Mr Hill has posted footage on Twitter of the prime minister from 2019, calling the aged pension “a welfare payment”.

“The prime minister said repeatedly on television that he believes the age pension is welfare, that it is not the same as being able to keep your own money.

“The pension is not welfare; it is a right,” said Mr Hill to Neos Kosmos.

A spokesperson for Anne Ruston the minister for families and social services said the Coalition has no plans to extend the cashless debit card to pensioners.

“The claims are disgusting and shameful, it’s a Labor scare campaign, the minister and prime minister have been clear and consistent – the government never has and never will have a plan to force age pensioners on to the cashless debit card,” said the spokesperson for Anne Ruston.

Mr Hill rejects that saying: “The Coalition have been trying to force age pensioners onto the cashless card and now they’re running scared.”

Neos Kosmos found only one instance in 2020 when minister Ruston said that “a discussion needs to be had” about extending the cashless debit card to pensioners in Cape York.

The cashless debit card cannot be used to buy alcohol and gambling products.

“If the government wants to put pensioners and everyone’s minds at ease they should join with Labor and scrap this cruel card once and for all.

“Labor will scrap the cashless cards while the Liberals want to expand it, we do not support forced income management,” Mr Hill said.

The spokesperson for Ms Ruston said that Ian Yates, the chief executive of Council on the Ageing (COTA) wrote to the Labor party calling on them “to end this scare campaign because it is frightening pensioners.”

Mr Yates wrote, ‘we are 100 per cent sure that the claim has no factual basis at all’.

The Coalition say that Mr Hill has concocted “a lie to frighten age pensioners and the program does not even operate in the state he represents.”

Mr Hill said the introduction of the cashless debit card in First Nations communities is racist and “based on prejudice and stereotypes.

The Auditor General of the Commonwealth, found no evidence to back the government claims that the card was helping people.”

Ms Ruston’s representative pointed to a University of Adelaide evaluation that “found that 25 per cent of participants reported they are drinking less, 21 per cent reported gambling less and 45 per cent reported the cashless debit card had improved things for themselves and their family.”

According to Mr Hill Liberal Bridget Archer in 2020 expressed concerns about the expansion of the card.

“The government introduced legislation to make the cashless debit card trial sites permanent without having even conducted an evaluation.”

Currently a welfare recipient can volunteer to be on the cashless debit card.
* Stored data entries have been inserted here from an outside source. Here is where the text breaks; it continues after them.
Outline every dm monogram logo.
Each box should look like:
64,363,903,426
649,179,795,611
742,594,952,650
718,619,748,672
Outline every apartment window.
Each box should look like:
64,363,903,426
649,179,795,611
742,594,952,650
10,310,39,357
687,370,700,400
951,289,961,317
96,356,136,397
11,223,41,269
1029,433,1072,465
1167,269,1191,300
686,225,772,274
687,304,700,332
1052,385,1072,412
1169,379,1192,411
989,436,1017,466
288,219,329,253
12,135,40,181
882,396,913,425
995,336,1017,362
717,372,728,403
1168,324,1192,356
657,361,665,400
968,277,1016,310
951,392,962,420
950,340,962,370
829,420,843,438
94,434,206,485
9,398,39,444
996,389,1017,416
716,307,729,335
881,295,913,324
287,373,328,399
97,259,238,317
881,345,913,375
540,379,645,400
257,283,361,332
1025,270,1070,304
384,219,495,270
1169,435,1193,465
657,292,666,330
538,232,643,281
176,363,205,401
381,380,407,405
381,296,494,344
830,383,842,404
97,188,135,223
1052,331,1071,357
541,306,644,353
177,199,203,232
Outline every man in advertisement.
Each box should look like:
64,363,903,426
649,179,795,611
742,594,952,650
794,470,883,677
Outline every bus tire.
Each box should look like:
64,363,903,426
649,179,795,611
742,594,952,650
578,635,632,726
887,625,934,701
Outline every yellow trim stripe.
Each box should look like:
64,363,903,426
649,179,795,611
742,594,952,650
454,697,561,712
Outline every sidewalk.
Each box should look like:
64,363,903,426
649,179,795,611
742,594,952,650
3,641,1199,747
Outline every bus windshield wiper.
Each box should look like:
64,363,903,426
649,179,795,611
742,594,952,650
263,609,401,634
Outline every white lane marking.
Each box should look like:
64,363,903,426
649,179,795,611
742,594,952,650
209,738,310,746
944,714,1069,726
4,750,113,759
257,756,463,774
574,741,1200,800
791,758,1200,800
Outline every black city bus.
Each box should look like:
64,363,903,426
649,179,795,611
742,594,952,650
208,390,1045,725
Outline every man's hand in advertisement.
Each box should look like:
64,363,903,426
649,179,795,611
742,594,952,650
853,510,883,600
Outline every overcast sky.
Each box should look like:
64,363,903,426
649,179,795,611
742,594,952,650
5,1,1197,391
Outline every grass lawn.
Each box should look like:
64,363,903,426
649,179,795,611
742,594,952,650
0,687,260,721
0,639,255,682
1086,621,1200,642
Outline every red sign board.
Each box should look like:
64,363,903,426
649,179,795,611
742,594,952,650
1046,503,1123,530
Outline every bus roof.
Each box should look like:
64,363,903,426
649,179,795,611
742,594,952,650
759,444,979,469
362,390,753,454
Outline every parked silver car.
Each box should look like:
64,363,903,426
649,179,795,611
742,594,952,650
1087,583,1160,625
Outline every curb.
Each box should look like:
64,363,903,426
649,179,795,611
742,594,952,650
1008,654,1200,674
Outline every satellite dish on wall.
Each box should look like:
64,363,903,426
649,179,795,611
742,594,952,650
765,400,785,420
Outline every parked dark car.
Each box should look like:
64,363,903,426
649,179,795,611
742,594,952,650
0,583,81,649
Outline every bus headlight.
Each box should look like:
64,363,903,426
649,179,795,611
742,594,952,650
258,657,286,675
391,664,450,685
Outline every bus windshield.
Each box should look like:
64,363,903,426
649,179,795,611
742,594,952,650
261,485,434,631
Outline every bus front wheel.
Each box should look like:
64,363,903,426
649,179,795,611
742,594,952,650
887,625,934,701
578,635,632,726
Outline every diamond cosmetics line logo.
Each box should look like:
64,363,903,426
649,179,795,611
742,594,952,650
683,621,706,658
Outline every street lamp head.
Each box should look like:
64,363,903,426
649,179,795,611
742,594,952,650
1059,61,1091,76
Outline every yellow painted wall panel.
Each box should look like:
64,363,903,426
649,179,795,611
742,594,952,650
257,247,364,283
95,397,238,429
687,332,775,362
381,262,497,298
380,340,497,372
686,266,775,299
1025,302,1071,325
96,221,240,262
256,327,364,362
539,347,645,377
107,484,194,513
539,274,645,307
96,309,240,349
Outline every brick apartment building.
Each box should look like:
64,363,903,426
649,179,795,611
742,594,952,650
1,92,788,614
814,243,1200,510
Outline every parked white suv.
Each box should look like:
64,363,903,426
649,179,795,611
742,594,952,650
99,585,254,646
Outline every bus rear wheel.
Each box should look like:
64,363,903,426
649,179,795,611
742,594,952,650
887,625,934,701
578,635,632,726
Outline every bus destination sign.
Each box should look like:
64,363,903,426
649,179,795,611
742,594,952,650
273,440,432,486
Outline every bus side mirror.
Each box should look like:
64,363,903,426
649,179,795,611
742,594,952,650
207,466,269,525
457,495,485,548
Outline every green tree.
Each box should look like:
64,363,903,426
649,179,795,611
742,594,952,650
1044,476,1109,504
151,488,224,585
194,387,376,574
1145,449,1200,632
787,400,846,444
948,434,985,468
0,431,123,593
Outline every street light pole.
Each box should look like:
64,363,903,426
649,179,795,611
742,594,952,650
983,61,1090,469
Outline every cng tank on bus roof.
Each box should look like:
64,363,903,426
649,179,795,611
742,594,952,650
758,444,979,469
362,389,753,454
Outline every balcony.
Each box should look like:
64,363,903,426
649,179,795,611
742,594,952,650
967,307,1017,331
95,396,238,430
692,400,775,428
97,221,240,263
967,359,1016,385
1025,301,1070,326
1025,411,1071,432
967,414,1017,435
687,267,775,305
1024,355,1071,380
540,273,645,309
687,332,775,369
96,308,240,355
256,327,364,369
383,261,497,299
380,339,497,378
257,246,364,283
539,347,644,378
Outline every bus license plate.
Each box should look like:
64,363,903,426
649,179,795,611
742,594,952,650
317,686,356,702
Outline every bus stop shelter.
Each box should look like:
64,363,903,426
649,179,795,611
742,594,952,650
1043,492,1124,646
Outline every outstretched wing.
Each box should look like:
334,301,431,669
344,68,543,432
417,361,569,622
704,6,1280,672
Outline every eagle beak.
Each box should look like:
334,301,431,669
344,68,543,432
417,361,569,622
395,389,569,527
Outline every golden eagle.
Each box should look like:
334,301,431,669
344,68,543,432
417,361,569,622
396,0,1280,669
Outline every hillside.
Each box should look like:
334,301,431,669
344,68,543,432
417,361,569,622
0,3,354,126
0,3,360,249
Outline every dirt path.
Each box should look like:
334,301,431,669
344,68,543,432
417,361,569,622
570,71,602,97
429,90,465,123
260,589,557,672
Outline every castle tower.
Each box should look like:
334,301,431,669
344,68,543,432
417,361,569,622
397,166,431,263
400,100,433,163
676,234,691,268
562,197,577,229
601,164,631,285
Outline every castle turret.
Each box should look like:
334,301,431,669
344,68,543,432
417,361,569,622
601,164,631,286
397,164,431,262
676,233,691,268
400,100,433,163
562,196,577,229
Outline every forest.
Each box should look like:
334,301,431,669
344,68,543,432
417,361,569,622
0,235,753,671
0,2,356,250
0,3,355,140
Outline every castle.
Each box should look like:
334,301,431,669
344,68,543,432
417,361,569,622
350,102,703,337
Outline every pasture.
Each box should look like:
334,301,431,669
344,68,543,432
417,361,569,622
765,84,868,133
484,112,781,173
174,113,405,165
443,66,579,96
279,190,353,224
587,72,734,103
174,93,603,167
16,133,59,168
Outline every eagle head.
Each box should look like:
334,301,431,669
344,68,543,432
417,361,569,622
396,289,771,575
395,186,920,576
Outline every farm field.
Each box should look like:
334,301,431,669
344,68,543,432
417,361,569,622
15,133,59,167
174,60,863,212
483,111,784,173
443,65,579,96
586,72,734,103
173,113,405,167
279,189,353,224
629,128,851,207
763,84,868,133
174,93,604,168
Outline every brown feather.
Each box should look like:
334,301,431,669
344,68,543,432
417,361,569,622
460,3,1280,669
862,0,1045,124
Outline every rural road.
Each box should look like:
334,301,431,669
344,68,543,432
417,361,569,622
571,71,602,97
That means that 80 per cent of “the pension payment would be put on the privatised cashless card.”

Mr Hill told Neos Kosmos of a woman in Southern NSW who had to ring Indue, the private company administering the card, and “beg for permission to buy a special bra that fitted her because there were no shops where she was allowed to use the card.”
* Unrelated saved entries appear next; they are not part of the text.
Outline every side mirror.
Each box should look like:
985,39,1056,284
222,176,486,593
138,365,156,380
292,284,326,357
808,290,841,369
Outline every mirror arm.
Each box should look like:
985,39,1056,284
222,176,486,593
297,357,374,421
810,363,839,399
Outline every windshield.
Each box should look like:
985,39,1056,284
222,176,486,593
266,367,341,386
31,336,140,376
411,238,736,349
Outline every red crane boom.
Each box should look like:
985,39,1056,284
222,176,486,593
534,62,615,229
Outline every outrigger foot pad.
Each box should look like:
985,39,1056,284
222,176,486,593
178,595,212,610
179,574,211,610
The woman needed a special bra because she had a “double mastectomy”

“The response from the private company was ‘well you need to prove that you need it you’ll have to send in photos and receipts.'”
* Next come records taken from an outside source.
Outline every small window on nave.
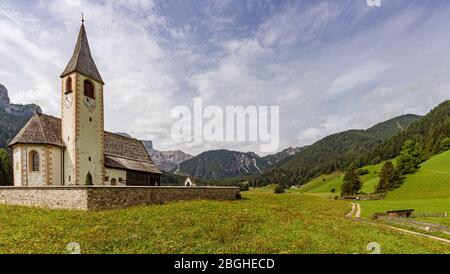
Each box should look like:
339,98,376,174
84,80,95,99
30,151,40,172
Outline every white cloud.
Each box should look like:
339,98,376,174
1,1,450,156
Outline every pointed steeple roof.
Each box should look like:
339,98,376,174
60,22,104,84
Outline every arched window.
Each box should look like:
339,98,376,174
30,151,40,172
65,77,73,93
84,80,95,99
111,178,117,186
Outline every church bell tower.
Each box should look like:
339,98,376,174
60,20,105,185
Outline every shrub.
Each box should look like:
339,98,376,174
274,184,285,194
357,169,370,176
331,188,336,193
239,181,250,191
85,172,93,185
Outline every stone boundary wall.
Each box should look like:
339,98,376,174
0,186,240,211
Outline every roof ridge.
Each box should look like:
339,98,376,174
104,154,157,165
36,114,47,143
104,131,140,141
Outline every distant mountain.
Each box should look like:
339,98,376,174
176,150,270,179
149,149,193,172
360,101,450,164
0,84,41,117
262,146,306,166
174,146,305,180
253,114,422,187
0,84,10,111
0,84,41,148
142,140,153,151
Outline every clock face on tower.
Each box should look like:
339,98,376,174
83,96,96,112
64,93,73,109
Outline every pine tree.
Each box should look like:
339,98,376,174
375,161,403,193
440,137,450,152
85,171,93,186
0,149,12,185
397,140,423,175
341,165,362,197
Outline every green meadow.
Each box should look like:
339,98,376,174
0,188,448,254
359,150,450,222
299,162,384,195
299,149,450,226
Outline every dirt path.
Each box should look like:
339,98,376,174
354,203,361,218
346,203,356,218
382,224,450,244
346,203,361,219
348,203,450,245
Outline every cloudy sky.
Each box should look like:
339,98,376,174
0,0,449,155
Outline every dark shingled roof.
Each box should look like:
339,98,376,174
104,155,161,174
60,23,104,84
9,113,64,147
104,132,161,174
9,114,161,174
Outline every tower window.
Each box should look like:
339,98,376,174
88,157,91,162
30,151,40,172
89,117,92,122
65,77,73,94
84,80,95,99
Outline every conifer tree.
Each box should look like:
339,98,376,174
375,161,403,193
341,165,362,196
0,149,12,185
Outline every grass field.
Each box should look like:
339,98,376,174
359,150,450,223
0,189,449,254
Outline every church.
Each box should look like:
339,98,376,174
8,21,162,187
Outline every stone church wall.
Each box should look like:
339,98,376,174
0,186,240,210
Mr Hill’s claim was rejected by minister Ruston’s representative.

“Indue, the financial institution which operates the card, has absolutely no role in approving what items can be purchased.

“The cashless debit card is a Visa debit card, and can be used at any shop, or service, that accepts Eftpos in the same way any other Visa debit card functions, except for stores which sell either alcohol, gambling products, or cash-like gift cards.”

Australian Treasurer Josh Frydenberg, speaks during his campaign launch in Melbourne on Sunday. Photo: AAP Image/James Ross

Neos Kosmos talked to the nation’s treasurer, Josh Frydenberg about Mr Hill’s campaign.

“It’s a scare campaign, and deceitful, and journalists, like yourself need to call it out.

“Labor’s claim is wrong, it’s a lie.”

Mr Hill doubled down when Neos Kosmos showed him the treasurer’s response.

If the Coalition ever considered the extension of the cashless debit card, that consideration is now off the table.

There is another question though. Are the Liberals going against the party’s philosophy of self-reliance and the right to manage one’s own money in the case of First Nations’ people on the cashless debit card?

If politics is war without guns, then the fog of war has blanketed this election campaign.